The convergence of these two influences, the lived-experience of care and the aspiration to wholeness, has emerged as a vocation. The word “presence” captures what I understand to be the catalyzing influence a practitioner can bring to a facilitative relationship. It is this intention that informs and shapes my practice.
Psychotherapy
Sometimes life can become distressing or confusing. This can include one’s identity, life direction, relationships, vocation, or the residue of traumatic experiences.
I see psychotherapy as a shared inquiry in which we collaboratively make sense of your experience.
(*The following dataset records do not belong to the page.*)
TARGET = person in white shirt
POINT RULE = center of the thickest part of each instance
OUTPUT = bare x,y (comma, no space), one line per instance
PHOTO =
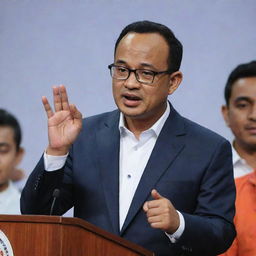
142,171
11,154
240,115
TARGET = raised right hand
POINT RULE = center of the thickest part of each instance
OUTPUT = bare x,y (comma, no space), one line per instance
64,124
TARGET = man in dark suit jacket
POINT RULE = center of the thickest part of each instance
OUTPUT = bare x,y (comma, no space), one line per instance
143,171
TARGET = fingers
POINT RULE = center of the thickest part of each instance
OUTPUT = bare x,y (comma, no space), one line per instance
60,98
64,97
57,98
161,213
155,194
74,112
47,107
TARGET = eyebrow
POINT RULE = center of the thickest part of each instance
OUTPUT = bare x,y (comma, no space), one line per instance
4,144
143,64
243,98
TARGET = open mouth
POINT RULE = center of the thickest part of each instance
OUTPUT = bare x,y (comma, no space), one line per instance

I assume that people already have the internal resources to orient to their life’s challenges, but that it is sometimes helpful to have support in accessing them. I do not see people as “broken” and I do not see my role as “fixing.” I do understand, though, that sometimes the distress is overwhelming and isolating. At those times, the attention and care of another can relieve suffering and reveal new possibilities.
I believe that durable change emerges from the accumulation of moment-by-moment internal shifts that are grounded in increasing awareness. I bring more than thirty years of experience to my practice, including extensive training in a range of approaches, including humanistic, somatic, and transpersonal, that I draw on to offer a larger perspective and invite meaningful change.
Education
I am interested in education that is transformative. For education to be transformative, it must be practical, not just informational. This can involve the acquisition of skills, the cultivation of optimal states, and the interaction between these. In a professional context, I have taught counseling at the graduate level, supported students training somatic therapy models, and provided consultation. In all of these contexts, I have emphasized that the presence of the practitioner is the key factor in effective facilitation.